BACKGROUND: Little evidence is available regarding the impact of genetic polymorphisms on the risk of stroke in patients with atrial fibrillation (AF). Angiotensin II plays a pathophysiologic role in prothrombotic atrial endocardial remodeling. OBJECTIVE: The purpose of this study was to investigate the effect of polymorphisms of renin-angiotensin system genes on the incidence of stroke in a prospective cohort of patients with AF. METHODS: A total of 712 AFpatients were longitudinally followed-up for 10.3 ± 2.7 years. Eight polymorphisms of renin-angiotensin system genes were genotyped. RESULTS:Patients carrying the G-6 allele in the promoter of the angiotensinogen gene, which was associated with higher promoter activity, were more likely to develop stroke than were noncarriers (hazard ratio 2.54, 95% confidence interval [1.26-5.12], P = .009 after adjustment for CHADS2 score).
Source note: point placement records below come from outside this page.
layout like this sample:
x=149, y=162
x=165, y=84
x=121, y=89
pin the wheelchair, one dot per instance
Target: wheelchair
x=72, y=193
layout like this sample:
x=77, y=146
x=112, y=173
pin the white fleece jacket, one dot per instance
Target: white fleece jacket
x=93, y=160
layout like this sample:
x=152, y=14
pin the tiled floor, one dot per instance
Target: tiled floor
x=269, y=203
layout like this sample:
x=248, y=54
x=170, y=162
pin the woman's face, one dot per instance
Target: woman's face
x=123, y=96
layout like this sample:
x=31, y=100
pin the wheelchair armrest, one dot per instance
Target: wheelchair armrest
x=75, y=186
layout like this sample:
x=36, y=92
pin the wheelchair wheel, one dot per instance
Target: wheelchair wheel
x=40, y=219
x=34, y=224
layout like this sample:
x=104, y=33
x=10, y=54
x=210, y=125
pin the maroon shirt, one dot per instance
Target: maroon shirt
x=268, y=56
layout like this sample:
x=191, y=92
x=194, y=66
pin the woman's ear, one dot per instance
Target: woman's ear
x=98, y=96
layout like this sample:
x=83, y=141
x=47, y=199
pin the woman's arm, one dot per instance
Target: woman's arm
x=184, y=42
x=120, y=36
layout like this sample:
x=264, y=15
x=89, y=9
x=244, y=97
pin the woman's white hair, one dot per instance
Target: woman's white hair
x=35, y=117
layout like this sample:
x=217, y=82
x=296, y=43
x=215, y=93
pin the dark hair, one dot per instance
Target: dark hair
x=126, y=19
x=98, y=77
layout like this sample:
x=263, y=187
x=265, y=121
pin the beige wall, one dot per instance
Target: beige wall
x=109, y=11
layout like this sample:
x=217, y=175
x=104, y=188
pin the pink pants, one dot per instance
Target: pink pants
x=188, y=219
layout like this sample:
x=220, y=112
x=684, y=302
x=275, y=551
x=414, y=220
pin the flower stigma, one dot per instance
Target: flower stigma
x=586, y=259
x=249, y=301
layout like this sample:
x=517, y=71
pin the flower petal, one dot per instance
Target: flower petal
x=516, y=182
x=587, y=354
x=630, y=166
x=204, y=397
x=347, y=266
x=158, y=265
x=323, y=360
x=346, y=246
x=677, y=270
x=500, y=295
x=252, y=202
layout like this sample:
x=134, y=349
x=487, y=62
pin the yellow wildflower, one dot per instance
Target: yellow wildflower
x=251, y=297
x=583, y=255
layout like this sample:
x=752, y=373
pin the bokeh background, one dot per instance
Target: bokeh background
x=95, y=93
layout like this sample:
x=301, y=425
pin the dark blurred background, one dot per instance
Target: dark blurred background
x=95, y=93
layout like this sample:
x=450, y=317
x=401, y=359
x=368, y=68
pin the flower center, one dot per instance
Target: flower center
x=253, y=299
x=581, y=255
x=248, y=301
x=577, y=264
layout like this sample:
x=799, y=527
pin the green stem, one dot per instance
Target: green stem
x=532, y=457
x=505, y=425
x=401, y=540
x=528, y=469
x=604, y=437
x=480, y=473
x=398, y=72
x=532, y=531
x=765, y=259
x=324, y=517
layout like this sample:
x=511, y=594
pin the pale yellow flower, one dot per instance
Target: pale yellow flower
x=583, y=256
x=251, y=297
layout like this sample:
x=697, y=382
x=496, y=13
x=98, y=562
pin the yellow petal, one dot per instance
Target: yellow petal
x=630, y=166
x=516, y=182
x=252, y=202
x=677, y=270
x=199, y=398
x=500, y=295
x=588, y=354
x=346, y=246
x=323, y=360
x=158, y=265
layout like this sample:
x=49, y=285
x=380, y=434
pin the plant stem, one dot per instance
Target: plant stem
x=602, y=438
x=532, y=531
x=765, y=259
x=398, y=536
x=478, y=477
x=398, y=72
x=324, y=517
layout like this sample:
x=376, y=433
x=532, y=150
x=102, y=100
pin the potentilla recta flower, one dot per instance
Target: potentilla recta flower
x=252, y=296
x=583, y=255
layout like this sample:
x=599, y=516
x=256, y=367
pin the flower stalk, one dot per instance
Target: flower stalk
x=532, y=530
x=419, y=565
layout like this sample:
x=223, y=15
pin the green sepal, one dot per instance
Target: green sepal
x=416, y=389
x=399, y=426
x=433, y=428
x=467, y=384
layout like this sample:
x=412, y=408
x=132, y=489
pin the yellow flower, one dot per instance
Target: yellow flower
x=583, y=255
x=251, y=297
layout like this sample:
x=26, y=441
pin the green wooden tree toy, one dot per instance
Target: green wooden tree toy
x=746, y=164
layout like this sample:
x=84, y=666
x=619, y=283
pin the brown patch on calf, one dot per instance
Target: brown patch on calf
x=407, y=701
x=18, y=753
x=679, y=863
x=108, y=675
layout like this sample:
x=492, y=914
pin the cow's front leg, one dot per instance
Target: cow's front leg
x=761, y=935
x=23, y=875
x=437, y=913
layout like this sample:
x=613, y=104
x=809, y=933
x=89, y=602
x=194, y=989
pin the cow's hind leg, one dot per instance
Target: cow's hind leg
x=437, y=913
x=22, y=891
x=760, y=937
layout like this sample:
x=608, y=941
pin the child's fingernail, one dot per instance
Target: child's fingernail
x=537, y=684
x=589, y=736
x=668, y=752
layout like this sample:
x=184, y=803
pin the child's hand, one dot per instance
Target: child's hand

G-6A polymorphism provides information additional to CHADS2 on stroke risk prediction (C-statistic 0.672 vs. 0.724, P = .039). In haplotype analysis, angiotensinogen gene promoter haplotypes containing -217G/-6G, which was associated with the highest promoter activity, were associated with an increased risk of stroke (P = .004). G-217/G-6 haplotype carriers were even more likely to develop stroke than were noncarriers (hazard ratio 2.78, 95% confidence interval 1.37-5.64, P = .003 after multivariable adjustment). In pharmacogenetic analysis, the increased risk of stroke in subjects carrying G-6 was eliminated by concomitant treatment with an angiotensin-converting enzyme inhibitor or angiotensin II receptor blocker (P = .012 for interaction). CONCLUSION: In addition to the CHADS2 score, angiotensinogen gene polymorphisms may be considered an additional genetic predictor of stroke in patients with AF. Genotyping of the angiotensinogen gene is helpful to determine which AFpatients may benefit from treatment with an angiotensin-converting enzyme inhibitor or angiotensin II receptor blocker.